振り込め詐欺グループに自分の銀行口座を貸し、被害者が振り込んだ8200万ウォン(約900万円)を引き出して詐欺グループに渡したとして、ソウル松坡警察署は17日、全羅南道のある教会の担任牧師(52)を逮捕した。この牧師は詐欺グループの犯行に協力した見返りに81万ウォン(約8万9000円)を受け取ったという。
警察によると、この牧師は1通のスパムメールを受け取ったことで、犯行に加担するようになった。牧師は当時、およそ180万ウォン(約20万円)の月給と信徒60-70人からの献金に頼って生活を維持していたが、最近になって電気代や水道代を払えないほど生活が苦しくなったという。子ども3人の大学の学費を出すため借金した牧師は、都市銀行からさらに融資を受けようとしたものの、融資を拒否されたという。
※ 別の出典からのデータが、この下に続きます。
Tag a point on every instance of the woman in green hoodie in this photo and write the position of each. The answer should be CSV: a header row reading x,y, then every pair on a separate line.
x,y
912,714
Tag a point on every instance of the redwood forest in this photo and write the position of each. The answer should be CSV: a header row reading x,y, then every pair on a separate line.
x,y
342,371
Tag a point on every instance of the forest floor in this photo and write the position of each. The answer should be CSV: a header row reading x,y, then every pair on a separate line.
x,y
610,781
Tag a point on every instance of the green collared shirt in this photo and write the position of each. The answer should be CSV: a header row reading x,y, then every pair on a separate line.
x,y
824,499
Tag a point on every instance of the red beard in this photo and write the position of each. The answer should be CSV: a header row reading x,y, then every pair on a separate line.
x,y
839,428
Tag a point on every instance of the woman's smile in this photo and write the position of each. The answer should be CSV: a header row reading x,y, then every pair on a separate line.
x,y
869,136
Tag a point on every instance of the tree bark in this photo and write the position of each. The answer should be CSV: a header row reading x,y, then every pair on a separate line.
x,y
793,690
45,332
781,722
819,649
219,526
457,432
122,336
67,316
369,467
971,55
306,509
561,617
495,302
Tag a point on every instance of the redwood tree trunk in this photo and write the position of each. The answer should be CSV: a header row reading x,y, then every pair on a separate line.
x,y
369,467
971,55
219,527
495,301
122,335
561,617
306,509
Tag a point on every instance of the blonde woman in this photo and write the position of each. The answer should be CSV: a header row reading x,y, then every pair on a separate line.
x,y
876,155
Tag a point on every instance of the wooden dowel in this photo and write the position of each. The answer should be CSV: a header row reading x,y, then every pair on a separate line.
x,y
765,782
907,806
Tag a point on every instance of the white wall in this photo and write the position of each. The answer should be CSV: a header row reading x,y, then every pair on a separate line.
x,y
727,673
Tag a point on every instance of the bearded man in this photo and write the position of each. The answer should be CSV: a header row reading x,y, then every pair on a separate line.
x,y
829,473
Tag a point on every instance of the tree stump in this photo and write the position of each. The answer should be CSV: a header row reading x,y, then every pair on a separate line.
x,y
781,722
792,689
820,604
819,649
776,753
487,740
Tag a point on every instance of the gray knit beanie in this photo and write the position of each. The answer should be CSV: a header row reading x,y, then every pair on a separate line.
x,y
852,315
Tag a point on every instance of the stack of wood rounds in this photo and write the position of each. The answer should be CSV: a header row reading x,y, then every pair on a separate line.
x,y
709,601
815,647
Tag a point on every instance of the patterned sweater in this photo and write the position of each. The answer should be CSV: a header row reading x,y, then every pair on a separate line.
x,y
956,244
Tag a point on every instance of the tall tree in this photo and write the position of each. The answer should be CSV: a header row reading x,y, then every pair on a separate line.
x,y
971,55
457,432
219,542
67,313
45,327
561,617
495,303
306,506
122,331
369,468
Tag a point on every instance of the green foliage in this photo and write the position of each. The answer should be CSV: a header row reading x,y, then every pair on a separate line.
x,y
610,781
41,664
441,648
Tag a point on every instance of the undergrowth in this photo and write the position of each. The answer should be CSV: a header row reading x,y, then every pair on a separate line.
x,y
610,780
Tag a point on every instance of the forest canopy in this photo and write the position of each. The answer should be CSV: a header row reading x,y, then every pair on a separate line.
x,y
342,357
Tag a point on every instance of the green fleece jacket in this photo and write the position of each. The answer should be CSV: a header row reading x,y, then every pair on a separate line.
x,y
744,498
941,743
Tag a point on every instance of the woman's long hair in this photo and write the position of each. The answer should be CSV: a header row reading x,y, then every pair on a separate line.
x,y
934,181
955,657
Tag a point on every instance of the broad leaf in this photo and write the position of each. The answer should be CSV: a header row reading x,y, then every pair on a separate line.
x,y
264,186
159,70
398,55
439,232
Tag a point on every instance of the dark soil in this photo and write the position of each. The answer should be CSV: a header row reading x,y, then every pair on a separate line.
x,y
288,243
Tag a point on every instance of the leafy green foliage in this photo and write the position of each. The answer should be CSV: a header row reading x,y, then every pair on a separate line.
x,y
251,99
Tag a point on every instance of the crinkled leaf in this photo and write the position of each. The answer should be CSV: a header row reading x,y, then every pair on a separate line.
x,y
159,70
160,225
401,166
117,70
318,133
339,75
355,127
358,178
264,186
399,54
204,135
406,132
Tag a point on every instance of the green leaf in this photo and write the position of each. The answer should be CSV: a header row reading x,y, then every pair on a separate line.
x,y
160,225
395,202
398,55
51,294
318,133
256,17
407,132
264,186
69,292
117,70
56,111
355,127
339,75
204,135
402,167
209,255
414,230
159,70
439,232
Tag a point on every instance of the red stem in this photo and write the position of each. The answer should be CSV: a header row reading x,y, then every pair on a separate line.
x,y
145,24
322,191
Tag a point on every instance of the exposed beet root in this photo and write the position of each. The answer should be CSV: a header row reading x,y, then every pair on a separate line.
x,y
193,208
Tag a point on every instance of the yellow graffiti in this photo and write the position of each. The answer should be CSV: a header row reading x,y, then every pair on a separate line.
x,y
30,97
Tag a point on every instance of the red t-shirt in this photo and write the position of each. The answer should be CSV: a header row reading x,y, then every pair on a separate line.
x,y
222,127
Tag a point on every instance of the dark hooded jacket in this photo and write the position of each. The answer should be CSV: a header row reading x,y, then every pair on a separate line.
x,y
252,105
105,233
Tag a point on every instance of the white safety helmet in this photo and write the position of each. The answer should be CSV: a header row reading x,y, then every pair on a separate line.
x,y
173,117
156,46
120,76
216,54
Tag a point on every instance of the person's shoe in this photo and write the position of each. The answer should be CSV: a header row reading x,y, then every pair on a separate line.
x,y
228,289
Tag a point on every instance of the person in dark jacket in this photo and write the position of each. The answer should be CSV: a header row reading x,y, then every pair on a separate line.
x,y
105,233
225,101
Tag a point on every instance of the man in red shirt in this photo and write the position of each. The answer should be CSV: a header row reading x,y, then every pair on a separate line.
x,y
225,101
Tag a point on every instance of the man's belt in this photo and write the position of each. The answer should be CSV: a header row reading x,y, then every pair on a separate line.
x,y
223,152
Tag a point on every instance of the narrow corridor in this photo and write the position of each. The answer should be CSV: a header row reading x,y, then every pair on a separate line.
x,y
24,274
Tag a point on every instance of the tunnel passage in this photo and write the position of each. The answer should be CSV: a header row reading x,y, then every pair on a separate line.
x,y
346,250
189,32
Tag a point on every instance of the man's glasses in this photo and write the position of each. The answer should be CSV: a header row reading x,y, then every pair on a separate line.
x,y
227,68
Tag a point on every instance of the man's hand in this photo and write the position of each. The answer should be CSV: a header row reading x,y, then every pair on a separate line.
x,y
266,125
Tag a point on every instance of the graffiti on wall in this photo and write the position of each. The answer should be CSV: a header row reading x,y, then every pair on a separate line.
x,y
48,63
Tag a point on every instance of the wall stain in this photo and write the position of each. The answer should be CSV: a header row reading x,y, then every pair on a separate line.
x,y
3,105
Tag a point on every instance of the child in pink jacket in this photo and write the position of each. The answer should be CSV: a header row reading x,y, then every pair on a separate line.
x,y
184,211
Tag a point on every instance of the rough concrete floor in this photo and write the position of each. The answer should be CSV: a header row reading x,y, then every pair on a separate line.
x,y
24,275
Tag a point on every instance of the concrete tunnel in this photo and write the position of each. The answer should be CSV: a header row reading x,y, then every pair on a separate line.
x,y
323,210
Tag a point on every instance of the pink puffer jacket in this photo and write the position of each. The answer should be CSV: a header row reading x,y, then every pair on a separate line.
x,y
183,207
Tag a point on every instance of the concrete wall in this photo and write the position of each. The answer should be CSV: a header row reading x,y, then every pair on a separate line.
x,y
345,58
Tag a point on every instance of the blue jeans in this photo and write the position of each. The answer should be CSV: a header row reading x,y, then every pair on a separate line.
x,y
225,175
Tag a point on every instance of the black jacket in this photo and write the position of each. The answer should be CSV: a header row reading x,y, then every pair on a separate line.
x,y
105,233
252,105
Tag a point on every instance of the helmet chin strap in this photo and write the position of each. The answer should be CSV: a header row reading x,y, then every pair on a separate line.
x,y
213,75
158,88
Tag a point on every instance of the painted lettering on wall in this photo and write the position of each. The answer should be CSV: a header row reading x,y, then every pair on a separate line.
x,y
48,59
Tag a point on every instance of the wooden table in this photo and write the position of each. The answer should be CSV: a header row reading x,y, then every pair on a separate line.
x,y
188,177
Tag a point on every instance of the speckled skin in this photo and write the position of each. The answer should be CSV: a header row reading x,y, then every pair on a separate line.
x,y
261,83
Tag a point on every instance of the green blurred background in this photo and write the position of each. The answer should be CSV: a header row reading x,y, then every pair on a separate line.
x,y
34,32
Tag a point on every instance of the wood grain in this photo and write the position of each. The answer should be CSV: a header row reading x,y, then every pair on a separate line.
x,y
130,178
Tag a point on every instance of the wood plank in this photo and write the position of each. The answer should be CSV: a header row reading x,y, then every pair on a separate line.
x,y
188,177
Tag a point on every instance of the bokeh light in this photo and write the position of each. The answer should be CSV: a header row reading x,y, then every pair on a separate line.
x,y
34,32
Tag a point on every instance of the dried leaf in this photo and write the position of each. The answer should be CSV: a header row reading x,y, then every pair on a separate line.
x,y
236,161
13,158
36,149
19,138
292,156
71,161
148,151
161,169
このような中、牧師の元に今月2日「低利で融資する」という内容のスパムメールが届いた。牧師は3日間悩んだ末、わらをもつかむ思いで電話をかけたが、電話に出た男は「あなたの銀行口座にお金が入るようにしてあげるから、そのお金を引き出し、渡してくれたら、引き出した金額の1%を謝礼として渡す」と持ち掛けた。この男は貸金業者ではなく、振り込め詐欺グループのメンバーだった。
それから4日後、男は「銀行口座にお金が入っている。ソウル市内でそのお金を引き出し、渡してほしい」と求めた。牧師は直ちにソウルへ向かい、松坡区の銀行2カ所で8200万ウォンを引き出して、それを男に渡し、手数料として81万ウォンを受け取った。牧師の通帳に振り込まれた8200万ウォンは、男らが被害者2人から振り込め詐欺でだまし取った金だった。牧師は2013年にも、振り込め詐欺グループから金を受け取り、自分の口座を貸したとして、罰金刑を言い渡されたことが、警察の調べで分かった。